The SVP said it would not rock the boat by demanding a shake-up in the country’s coalition government or Federal Council, a seven-seat executive composed of ministers from the four biggest parties.
The SVP’s victory was widely expected after it ran a campaign focused on its populist leader figure, Christoph Blocher, and an initiative to expel the “black sheep” in Swiss society or those foreigners who commit serious crimes.
Its campaign was criticised by opponents and emotions boiled over into rare scenes of violence at an SVP rally in Berne.
Party president Ueli Maurer said the result was the best showing for a political party in Switzerland since 1919 and vowed to push ahead with the SVP’s agenda, which includes scrapping any remaining plans for Switzerland to join the EU.
“The question of European Union accession should disappear from the last brain now,” Maurer said after initial results were announced. “We will lower taxes. We will create security.”
The party increased its share of the vote by 2.1 percentage points, or three times more than expected, according to a national projection based on partial results and provided by Swiss broadcaster SF.
Switzerland’s around 4.9 million voters cast their ballots to fill 200 seats in the National Council, the lower house, on a proportional basis. They also elected 46 cantonal representatives to the Council of States, the upper house.
The Federal Council is elected by parliament in December following a general election.
The SVP’s closest rivals, the Social Democrats (SP), lost some 4 percentage points to 19.1 percent of the vote.
“This is a clear defeat,” said Hans-Juerg Fehr, president of the Social Democrats. Analysts said some of the party’s votes had gone to the Greens, who took 9.5 percent of the vote amid concerns about climate change.
The Greens also won their first seat in the Senate.

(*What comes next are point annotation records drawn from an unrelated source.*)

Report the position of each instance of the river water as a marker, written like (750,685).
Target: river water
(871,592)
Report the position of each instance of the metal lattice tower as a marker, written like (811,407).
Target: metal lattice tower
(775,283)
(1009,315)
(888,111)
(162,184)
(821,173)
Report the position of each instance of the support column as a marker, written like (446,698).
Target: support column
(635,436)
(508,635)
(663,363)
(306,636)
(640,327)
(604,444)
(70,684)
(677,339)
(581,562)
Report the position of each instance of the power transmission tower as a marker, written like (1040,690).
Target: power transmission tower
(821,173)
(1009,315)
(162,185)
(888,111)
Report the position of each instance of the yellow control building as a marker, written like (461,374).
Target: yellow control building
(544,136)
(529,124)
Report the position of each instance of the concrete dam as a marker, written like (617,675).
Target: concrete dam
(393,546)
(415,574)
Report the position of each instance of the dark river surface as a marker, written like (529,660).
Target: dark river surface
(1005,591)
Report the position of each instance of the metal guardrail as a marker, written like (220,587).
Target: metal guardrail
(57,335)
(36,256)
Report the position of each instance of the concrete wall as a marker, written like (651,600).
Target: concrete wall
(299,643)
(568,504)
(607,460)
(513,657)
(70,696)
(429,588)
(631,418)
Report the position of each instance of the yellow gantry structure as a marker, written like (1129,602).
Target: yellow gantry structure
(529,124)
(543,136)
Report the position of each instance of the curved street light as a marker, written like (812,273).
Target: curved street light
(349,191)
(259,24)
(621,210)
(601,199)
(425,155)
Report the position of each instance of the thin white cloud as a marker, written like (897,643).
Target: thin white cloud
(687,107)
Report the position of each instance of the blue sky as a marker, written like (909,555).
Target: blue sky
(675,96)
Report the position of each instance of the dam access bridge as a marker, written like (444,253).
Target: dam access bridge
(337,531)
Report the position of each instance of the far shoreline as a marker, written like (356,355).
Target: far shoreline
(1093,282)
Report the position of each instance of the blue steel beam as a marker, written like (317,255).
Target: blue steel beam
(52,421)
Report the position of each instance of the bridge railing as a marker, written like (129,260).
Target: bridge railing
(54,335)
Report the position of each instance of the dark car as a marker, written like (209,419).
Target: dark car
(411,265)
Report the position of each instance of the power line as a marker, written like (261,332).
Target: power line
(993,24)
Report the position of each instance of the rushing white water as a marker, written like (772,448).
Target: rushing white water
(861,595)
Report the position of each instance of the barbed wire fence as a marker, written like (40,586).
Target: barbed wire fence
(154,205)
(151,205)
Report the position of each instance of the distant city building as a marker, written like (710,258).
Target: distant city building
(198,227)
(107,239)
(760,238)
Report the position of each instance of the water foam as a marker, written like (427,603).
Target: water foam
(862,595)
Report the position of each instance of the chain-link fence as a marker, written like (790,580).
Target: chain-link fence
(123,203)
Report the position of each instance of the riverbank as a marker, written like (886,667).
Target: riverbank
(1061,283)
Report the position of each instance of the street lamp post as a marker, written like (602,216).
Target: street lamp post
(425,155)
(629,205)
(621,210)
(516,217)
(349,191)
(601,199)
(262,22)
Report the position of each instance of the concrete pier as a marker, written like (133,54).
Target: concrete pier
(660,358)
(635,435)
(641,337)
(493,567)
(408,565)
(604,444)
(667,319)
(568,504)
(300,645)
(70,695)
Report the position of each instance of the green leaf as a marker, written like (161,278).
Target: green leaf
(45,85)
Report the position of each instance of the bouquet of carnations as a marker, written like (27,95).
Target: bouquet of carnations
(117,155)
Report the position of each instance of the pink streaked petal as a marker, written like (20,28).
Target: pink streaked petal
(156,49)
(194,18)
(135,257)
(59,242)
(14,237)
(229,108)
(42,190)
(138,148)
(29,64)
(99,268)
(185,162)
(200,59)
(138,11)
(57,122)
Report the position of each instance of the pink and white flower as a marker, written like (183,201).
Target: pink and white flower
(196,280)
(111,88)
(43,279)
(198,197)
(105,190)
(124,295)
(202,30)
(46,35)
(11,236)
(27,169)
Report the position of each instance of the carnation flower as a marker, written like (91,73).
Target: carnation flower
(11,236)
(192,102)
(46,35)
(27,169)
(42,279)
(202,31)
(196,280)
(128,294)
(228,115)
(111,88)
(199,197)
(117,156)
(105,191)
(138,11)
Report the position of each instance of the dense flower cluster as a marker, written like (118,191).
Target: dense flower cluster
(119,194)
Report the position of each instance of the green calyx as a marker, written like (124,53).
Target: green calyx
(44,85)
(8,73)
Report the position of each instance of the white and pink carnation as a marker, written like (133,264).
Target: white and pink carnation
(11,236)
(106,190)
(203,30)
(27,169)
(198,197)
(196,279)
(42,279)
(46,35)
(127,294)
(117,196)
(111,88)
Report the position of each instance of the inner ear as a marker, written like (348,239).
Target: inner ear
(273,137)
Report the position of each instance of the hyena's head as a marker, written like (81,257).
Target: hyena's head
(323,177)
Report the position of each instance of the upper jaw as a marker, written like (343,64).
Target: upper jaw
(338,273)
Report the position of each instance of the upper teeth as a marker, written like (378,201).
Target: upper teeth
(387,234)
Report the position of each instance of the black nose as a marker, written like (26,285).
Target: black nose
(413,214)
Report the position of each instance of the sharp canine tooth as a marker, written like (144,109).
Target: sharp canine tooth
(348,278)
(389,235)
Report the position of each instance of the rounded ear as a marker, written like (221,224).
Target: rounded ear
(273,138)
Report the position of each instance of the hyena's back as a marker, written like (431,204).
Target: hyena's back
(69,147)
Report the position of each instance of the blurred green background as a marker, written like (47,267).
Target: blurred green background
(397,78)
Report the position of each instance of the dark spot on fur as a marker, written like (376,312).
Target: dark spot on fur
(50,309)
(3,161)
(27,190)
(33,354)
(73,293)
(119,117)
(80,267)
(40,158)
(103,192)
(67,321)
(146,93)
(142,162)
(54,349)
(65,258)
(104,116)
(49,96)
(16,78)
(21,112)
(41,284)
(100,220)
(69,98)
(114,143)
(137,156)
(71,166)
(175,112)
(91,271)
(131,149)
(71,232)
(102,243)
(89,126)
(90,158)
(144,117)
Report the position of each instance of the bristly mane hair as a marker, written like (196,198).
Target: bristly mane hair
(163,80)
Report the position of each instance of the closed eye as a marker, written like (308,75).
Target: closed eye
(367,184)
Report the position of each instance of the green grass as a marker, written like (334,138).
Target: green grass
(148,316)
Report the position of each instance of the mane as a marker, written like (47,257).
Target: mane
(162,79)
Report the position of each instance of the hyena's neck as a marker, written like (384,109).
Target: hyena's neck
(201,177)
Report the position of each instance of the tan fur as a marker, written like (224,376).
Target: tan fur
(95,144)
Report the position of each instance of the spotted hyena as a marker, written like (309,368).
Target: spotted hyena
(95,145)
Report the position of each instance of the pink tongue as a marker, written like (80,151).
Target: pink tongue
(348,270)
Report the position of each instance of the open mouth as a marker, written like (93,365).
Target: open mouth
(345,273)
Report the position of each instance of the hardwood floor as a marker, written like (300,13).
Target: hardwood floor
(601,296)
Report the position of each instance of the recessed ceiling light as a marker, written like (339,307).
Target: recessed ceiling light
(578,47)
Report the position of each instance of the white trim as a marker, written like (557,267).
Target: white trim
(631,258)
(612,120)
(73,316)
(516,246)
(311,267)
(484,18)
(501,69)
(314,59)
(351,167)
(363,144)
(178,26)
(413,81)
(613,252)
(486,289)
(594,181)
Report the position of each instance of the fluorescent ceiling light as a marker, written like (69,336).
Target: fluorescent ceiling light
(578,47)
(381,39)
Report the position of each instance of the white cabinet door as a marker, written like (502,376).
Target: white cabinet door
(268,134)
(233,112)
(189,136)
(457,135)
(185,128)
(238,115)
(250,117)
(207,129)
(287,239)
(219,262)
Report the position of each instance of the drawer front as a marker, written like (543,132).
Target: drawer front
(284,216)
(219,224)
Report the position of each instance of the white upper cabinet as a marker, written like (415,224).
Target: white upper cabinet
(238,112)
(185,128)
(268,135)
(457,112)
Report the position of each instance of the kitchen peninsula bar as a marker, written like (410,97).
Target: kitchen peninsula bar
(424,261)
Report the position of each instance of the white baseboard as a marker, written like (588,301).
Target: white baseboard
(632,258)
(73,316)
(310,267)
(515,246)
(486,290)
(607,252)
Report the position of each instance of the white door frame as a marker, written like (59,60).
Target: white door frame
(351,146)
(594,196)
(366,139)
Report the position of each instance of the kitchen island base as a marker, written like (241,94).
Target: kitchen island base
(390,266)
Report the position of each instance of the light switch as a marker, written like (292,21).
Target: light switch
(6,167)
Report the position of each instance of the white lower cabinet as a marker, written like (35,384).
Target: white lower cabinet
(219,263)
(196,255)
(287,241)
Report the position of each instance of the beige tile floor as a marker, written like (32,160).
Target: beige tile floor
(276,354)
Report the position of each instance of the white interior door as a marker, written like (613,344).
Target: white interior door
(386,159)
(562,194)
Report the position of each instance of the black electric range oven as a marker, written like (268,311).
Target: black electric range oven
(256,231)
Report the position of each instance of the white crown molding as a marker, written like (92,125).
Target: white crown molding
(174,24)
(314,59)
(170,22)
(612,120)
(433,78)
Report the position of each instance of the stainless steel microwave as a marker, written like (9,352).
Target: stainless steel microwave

“This is a big milestone for us,” said Ruth Genner, president of the Green party.
The centre-right Free Democrats (FDP) took 15.9 percent of the vote in the alpine nation, a slight decline from 2003, while the centre-left, family-friendly Christian Democrats were steady at 14.6 percent.
The SVP’s tactics have roiled the waters of Switzerland’s traditionally consensus-led politics but the Swiss political system means no one party exerts too much influence.
Government decisions can be subject to a public vote and therefore lawmakers tend to seek consensus solutions when drafting legislation.
All four parties are all represented on the seven-seat Federal Council. The SVP, SP and FDP currently hold two seats, while the CVP has one seat.